Vu la procédure suivante :
Procédure contentieuse antérieure :
M. et Mme D... B... ont demandé au tribunal administratif de Grenoble de condamner l'Etat à leur verser la somme de 210 000 euros, assortie des intérêts au taux légal à compter de l'enregistrement de leur demande, eux-mêmes capitalisés, en réparation des préjudices qu'ils estiment avoir subis en raison de l'implantation et du fonctionnement du centre pénitentiaire de Valence et de mettre à la charge de l'Etat la somme de 2 880 euros au titre des dépens et la somme de 3 000 euros au titre de l'article L. 761-1 du code de justice administrative.
Par un jugement n° 1603024 du 13 décembre 2018, le tribunal administratif de Grenoble a rejeté leur demande.
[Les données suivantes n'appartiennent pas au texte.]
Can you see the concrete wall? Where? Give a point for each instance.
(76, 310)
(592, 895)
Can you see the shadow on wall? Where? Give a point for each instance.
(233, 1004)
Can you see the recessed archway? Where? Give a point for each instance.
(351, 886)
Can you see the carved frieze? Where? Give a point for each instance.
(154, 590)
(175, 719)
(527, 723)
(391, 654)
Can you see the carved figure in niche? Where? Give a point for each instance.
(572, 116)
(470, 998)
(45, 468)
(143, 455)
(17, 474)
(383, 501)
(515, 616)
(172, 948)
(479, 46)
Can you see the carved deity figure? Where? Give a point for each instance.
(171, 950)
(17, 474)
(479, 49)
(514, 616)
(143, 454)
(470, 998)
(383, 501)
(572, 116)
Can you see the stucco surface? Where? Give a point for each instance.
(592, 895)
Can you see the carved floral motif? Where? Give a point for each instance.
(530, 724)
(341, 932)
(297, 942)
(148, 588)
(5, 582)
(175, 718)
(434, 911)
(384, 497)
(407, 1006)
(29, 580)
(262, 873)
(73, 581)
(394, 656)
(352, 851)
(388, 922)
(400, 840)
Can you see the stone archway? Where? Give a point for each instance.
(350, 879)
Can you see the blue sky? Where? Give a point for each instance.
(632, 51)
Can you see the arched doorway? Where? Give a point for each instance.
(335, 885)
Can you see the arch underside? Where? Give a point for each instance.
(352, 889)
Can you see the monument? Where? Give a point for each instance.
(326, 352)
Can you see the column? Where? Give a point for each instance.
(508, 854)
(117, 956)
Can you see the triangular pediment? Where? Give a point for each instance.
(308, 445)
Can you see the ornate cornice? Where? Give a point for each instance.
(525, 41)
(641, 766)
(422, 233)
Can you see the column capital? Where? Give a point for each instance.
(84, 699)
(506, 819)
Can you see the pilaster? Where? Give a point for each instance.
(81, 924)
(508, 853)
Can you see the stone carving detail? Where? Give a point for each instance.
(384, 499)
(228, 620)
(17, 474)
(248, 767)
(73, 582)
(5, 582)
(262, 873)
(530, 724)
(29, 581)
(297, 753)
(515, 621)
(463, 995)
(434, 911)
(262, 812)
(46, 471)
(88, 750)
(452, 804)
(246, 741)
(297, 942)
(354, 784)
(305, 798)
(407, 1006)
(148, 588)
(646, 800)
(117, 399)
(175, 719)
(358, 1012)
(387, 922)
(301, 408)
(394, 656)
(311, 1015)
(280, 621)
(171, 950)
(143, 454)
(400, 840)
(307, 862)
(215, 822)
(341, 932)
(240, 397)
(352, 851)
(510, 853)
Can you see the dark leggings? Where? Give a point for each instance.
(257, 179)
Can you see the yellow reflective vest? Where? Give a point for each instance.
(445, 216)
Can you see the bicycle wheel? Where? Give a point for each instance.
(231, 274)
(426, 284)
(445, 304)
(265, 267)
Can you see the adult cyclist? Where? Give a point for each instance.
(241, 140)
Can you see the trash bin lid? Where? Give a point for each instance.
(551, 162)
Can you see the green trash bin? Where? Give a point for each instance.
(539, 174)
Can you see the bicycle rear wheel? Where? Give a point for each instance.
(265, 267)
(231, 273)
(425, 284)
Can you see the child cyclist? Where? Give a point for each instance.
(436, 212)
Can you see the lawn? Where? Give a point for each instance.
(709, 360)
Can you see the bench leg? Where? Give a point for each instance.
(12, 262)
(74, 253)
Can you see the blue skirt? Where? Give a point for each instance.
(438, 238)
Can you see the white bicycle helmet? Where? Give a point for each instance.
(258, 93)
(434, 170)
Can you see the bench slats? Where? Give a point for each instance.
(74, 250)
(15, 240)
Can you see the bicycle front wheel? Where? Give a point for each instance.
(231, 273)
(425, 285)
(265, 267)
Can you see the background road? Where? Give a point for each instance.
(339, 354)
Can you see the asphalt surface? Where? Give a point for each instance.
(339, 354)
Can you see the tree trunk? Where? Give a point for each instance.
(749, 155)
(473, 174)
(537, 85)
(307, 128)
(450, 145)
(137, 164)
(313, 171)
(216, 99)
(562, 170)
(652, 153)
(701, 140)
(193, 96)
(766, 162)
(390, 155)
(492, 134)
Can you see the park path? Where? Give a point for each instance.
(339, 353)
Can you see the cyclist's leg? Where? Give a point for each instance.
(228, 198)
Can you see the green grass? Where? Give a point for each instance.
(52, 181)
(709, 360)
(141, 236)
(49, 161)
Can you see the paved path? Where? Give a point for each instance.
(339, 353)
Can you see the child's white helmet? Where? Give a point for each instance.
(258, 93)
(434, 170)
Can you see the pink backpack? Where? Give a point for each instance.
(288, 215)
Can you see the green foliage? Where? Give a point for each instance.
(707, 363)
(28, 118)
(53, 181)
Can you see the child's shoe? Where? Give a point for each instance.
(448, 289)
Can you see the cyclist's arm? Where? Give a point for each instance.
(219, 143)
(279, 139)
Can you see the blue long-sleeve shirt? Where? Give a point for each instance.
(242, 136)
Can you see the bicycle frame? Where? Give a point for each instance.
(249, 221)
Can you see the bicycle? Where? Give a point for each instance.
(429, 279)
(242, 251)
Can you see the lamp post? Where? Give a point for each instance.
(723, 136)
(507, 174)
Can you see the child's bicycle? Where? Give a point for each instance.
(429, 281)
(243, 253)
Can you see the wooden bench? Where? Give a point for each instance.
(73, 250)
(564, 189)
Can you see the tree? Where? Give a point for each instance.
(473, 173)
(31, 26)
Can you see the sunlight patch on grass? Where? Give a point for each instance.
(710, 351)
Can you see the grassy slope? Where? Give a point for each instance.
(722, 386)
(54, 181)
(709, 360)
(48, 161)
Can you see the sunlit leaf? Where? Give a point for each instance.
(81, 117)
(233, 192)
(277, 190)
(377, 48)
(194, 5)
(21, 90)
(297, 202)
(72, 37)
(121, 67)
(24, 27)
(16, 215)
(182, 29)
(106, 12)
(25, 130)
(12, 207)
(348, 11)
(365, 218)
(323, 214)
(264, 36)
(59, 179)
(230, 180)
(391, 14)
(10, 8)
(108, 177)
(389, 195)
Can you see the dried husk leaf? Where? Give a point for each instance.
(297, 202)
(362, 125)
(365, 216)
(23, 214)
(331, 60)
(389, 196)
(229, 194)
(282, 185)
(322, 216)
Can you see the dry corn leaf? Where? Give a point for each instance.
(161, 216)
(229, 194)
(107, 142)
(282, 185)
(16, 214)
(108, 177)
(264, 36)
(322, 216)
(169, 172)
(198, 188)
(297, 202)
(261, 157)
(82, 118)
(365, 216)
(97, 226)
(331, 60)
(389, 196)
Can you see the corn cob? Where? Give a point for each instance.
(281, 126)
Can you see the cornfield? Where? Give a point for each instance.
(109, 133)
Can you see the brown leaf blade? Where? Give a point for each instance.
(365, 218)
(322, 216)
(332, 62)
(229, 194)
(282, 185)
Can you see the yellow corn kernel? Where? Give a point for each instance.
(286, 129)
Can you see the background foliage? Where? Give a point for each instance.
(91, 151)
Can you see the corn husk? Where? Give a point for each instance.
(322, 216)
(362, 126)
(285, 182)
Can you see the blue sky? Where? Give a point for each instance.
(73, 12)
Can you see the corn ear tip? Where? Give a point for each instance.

Procédure devant la cour :
Par une requête enregistrée le 19 février 2019 et un mémoire enregistré le 29 mai 2020, M. et Mme B..., représentés par Me C..., demandent à la cour :
1°) d'annuler le jugement n° 1603024 du 13 décembre 2018 du tribunal administratif de Grenoble ;
2°) d'ordonner avant-dire droit une visite des lieux en application de l'article R. 622-1 du code de justice administrative ;
3°) de condamner l'Etat à leur verser la somme de 210 000 euros en réparation des préjudices qu'ils estiment avoir subis ;
4°) de mettre à la charge de l'Etat les dépens ainsi que la somme de 3 000 euros au titre de l'article L. 761-1 du code de justice administrative.
Ils soutiennent que :
- une visite sur les lieux paraît indispensable afin que la formation de jugement apprécie l'anormalité du préjudice qu'ils subissent du fait de l'implantation et du fonctionnement du centre pénitentiaire de Valence à proximité de leur maison d'habitation ;
- leur habitation principale est la seule à être située au voisinage immédiat de l'ouvrage public que constitue ce centre pénitentiaire ; auparavant, leur propriété était implantée dans un environnement préservé, peu bâti, à dominante agricole, et sans vis-à-vis ; l'existence de l'ouvrage public, en dehors même de son fonctionnement, est ainsi à l'origine d'un préjudice indemnisable ;
- ils subissent ainsi un préjudice tiré de la perte de valeur vénale de leur propriété, établi de manière actuelle et certaine, chiffrée à hauteur de 140 000 euros ;
- l'implantation de la prison à une distance d'environ 25 mètres de leur habitation a entraîné une perte de la valeur vénale de leur bien, estimée à 25 %, soit environ 95 000 euros ; ce préjudice est anormal ;
- la présence d'un établissement pénitentiaire à proximité de leur propriété est, par elle-même, anxiogène ;
- ils subissent des troubles anormaux dans leurs conditions d'existence et la jouissance de leur bien, liés à un phénomène d'insécurité, au bruit, à la vue et à l'éclairage nocturne, du fait du fonctionnement du centre pénitentiaire au voisinage de leur propriété, évalués à la somme de 70 000 euros.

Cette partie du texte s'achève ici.